The OHA stated that 90% of
patients in the ER wait 37 hours or less for hospital beds, and 23 hours or
less for intensive care beds.14 Acute care areas are being re-purposed
as holding areas for ALC patient. Acute care patients cannot be admitted and
the consequences of this are congested ERs with long wait times, crowded wards,
and delayed or canceled procedures.1,16 If fewer hospital beds were
occupied by ALC patients, they could be used immediately for admitted patients
from the ER, thus decreasing overcrowding. ER wait times “are a critical
barometer for how the healthcare system is functioning and the warning alarm is
sounding loudly.”11

Some patients may choose
to stay in a convenient and safe acute care hospital rather than move to a less
desirable LTC facility.

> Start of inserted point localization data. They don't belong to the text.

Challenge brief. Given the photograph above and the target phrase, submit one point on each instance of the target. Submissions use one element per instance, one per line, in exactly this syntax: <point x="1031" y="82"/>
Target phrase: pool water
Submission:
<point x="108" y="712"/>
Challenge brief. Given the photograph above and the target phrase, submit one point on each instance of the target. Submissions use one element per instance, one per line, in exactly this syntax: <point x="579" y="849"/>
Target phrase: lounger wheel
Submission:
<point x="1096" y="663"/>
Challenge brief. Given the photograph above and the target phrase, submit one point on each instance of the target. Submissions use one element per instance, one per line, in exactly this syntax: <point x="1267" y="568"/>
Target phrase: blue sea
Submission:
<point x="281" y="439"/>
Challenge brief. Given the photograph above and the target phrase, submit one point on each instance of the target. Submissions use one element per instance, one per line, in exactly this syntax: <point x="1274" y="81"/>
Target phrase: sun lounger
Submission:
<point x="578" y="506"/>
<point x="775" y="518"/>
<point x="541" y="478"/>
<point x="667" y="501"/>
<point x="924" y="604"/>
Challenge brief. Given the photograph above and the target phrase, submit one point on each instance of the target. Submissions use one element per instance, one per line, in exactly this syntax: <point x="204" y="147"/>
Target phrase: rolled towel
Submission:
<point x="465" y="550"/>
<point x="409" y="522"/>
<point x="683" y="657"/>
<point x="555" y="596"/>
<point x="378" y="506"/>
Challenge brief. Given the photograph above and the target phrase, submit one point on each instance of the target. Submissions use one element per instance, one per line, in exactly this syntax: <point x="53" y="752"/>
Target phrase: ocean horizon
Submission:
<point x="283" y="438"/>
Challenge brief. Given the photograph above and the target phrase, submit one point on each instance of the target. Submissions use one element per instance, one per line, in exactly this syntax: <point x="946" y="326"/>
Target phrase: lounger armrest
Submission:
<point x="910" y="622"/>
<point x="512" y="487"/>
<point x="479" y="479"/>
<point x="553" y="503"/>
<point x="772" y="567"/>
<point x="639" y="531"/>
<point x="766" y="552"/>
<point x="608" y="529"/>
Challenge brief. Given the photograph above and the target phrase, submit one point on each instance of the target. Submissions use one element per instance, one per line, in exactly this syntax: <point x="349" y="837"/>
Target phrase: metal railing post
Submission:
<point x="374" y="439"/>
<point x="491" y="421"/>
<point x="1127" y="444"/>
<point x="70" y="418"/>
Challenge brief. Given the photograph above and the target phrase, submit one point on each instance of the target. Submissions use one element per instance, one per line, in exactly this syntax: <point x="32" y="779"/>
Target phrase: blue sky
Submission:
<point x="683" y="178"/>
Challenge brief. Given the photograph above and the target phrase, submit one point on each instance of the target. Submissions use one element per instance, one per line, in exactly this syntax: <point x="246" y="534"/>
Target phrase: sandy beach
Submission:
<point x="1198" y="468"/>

The OHA has been working with the MOHLTC to find and
develop innovative solutions that address this issue.12 These
efforts are aimed at alleviating the health system pressures related to ER and
ALC, improving wait time and enhancing overall access to care.5

Recently, it was announced
that there will be an additional 1,200 acute care hospital beds available in
Ontario in preparation for a surge in demand due to the flu season.18
This is a short-term solution and is not going to solve this crisis in the long-term.

This issue is going to be dealt with by constant, persistent investment in the
healthcare system and hospitals.15

Aging Population

One of the most pressing
policy mandates of our time is Canada’s aging population, which is growing quickly.

Individuals are living longer with frailty and more complex medical needs.12
As a result, the ALC population is expected to grow considerably.4 The
OHA notes that the number of annual visits to the ER is likely to increase by
30% over the next 25 years.13 Most ALC patients are over the age of
75, this demographic is expected to grow by a staggering 32% over the next 10
years.5 By 2021, over 130,000 LTC home beds would be required if demand
continues to grow at this rate in the future.1 The MOHLTC has made important
strides in implementing programs to address the ALC challenge, however, there
are still further opportunities to develop a sustainable community-based
system.

CONSIDERATIONS

Patients are unable to
flow effectively and efficiently through the healthcare system, as there is an
increasing challenge to discharge patients who no longer require hospital care.

Patients, families, health service providers in the hospital and in the community,
need to collaborate and provide for best practices in reducing ALC volumes while
ensuring the right level of care is delivered in the right place. It is
essential for all stakeholders to be involved in developing a modern network
for success (Appendix A). Recognition of culturally specific needs for our
diverse population will allow for improved stakeholder engagement and
sustainability of local new initiatives.